Disneyland: The Secrets, Stories and Magic takes a fond look back at the first years of the company’s southern California theme park. It’s just as much a tribute to the business savvy of Walt and Roy Disney. Walt frequently plugged Disneyland on his show of the same name. The second disc of this set has two episodes devoted to the park. A third episode, Disneyland Goes to the World’s Fair, features many animatronic attractions that would later be used at the theme park. If you don’t care for It’s a Small World, keep the mute button handy. In his introduction on the disc, film critic Leonard Maltin concedes that these episodes seem like long commercials. But they allowed kids like him to take a vicarious vacation from their living rooms.

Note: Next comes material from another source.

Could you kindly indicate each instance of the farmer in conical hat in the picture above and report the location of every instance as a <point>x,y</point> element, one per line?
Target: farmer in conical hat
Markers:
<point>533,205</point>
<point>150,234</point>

On the first disc is Disneyland: Secrets, Stories and Magic of the Happiest Place on Earth, an 81-minute documentary about the history of the theme park, which opened in 1955. This film will probably appeal most to those who visited the park in its first decade. Also on disc one is a trivia game which requires players to sit through yet more Disneyland advertising before answering questions.
Disneyland USA (1956) is a 42-minute CinemaScope theatrical film that gives viewers a tour of the park. Though the park is supposed to be a fun place, Disney wanted the audience to take it seriously; “its purpose is enlightenment, its product, happiness,” intones narrator Winston Hibler. The most interesting aspect of this film is the audio commentary track with Disneyland executive Tony Baxter and Maltin. Baxter is particularly knowledgeable about the history of the park. Viewers wanting to switch between the two soundtracks, will have to go back to the menu to do so.
DVD ExtrasThe most interesting extra features on the DVDs are the audio commentaries. Six of the Oswald cartoons have commentary tracks with animation historians Jerry Beck or Mark Kausler, joined by Maltin. Though they spend too much narrating what’s happening on the screen, Beck and Kausler have plenty to say about the gags and the people who drew them. A pencil-drawn fragment from the lost Oswald cartoon, Sagebrush Sadie, is also on this set. Oswald Comes Home is a 14-minute history of the character at Disney Studios.
On the Donald Duck DVD set, The Many Faces of Donald, breaks no new ground in covering the history of the duck. As Easter eggs on both discs, there are ten versions of the Mickey Mouse Club theme with different Donald-hitting-the-gong gags.
Aside from the commentary track for Disneyland USA, the most interesting bonus on the Disneyland DVD is Building Walt’s Dream: Disneyland Under Construction. It has 38 minutes of time-lapse photos of various attractions as they were built. Amazingly, it took only seven months to build the theme park.
Picture and Sound
Because Disney makes an effort to preserve it’s films and other materials, the picture and sound are mostly excellent. The Oswald cartoons have the greatest variation in quality, due to the condition of the source material. The sound quality also varies according to the age of the films.
How to Use These DVDs
Watch everything. These are collectors editions with some material that isn’t readily available. Watching these discs a little at a time, particularly the ones with the shorts, will enhance your enjoyment of them.